Boris, flic taciturne
C’est là qu’on retrouve Boris, flic taciturne et dur au mal qui enquêtait sur des affaires de corruption – un juge et son supérieur semblaient mêlés à ces histoires, du coup, il se retrouve muté à 300 kilomètres au nord du Cercle polaire. Il est à peine arrivé que la région est frappée par un ouragan arctique. Des ruines d’un immeuble surgit le cadavre congelé d’un éleveur de rennes. Vite, Boris va découvrir que la ville est une prison à ciel ouvert, qu’«il n’y avait pas de parcs (…), on prenait l’air sur les toits des immeubles, généralement interdits d’accès», que les jeunes qui y résident se cassent le corps dans les mines de nickel…
On lit : «La corruption est partout, chacun se surveille… Et la menace rôde tandis que Boris s’entête…». Parce que Norislk met au ban tous ceux qui osent défier l’ordre de la société. Une société sur laquelle volent, planent des fantômes (ceux du goulag) et des spectres (ceux des ultra-nationalistes). Et on relit les mots du Nobel de littérature 2015, Svetlana Alexievitch, extraits de La Fin de l’homme rouge que Caryl Férey a repris en ouverture de Lëd : «L’homme rouge n’a pas été capable d’accéder à ce royaume de la liberté dont il rêvait dans sa cuisine. On s’est partagé la Russie sans lui, et il est resté les mains vides. Humilié et dépouillé. Agressif et dangereux.»

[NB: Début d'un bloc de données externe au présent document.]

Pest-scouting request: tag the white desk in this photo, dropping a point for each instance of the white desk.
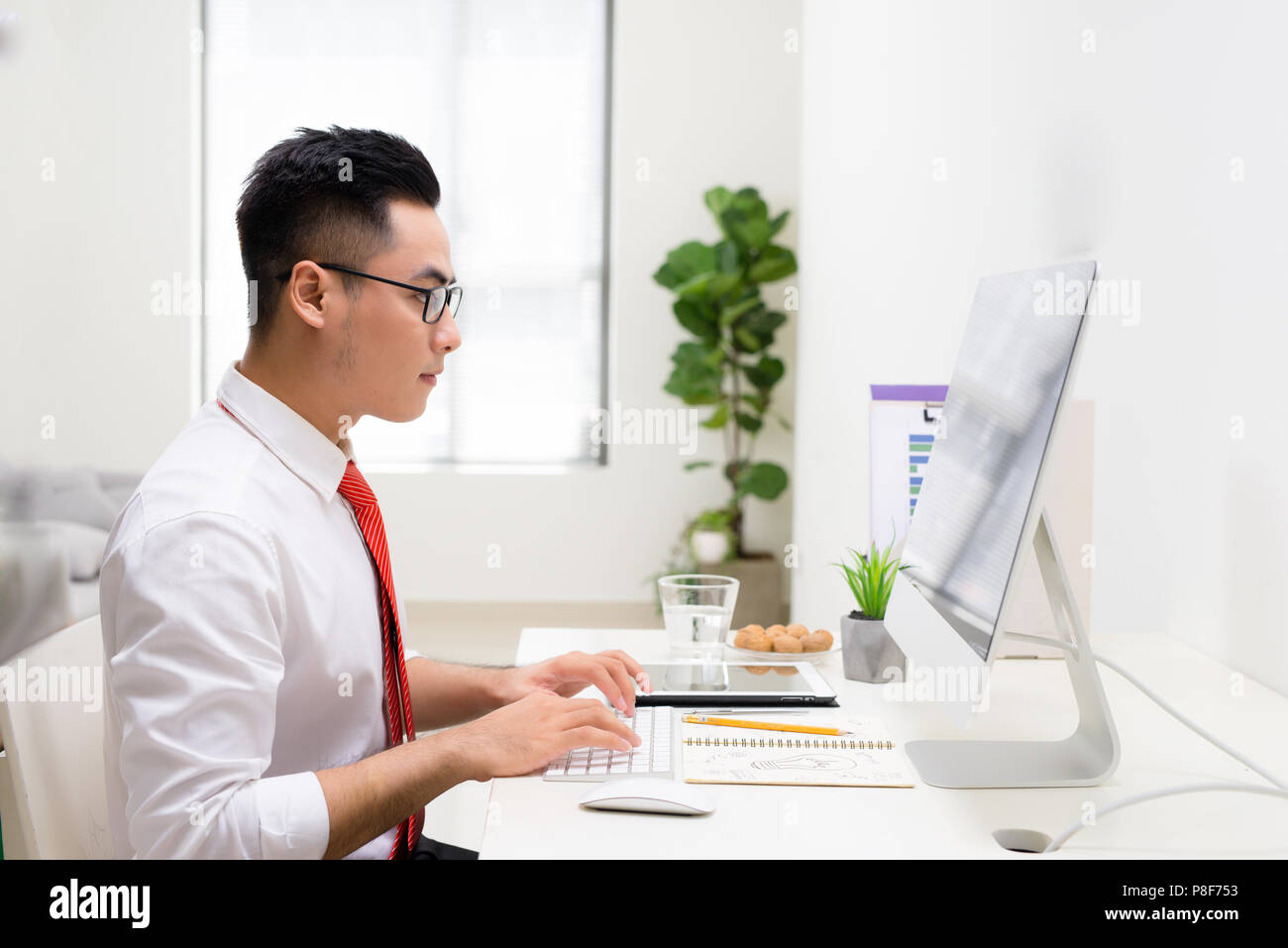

Une fois encore, après Zulu, Mapuche ou Condor, Caryl Férey ausculte le monde. Avec Lëd, il demeure à l’écoute des oubliés de l’Histoire et de leurs combats, et poursuit ses esquisses d’un monde et d’une humanité qui, inexorablement, partent en lambeaux. Ce qui provoque un énorme et magnifique frisson polaire sur la rentrée littéraire !
Serge Bressan
Caryl Férey, Lëd, Sortie le 14 janvier / Éditeur Les Arènes
À noter que Folio/Gallimard annonce, outre la parution de Paz, la sortie des précédents livres de Caryl Ferey (avec de nouvelles couvertures) : Haka (1998), Utu (2004), Zulu (2008), Mapuche (2012) et Condor (2016), tous en format poche.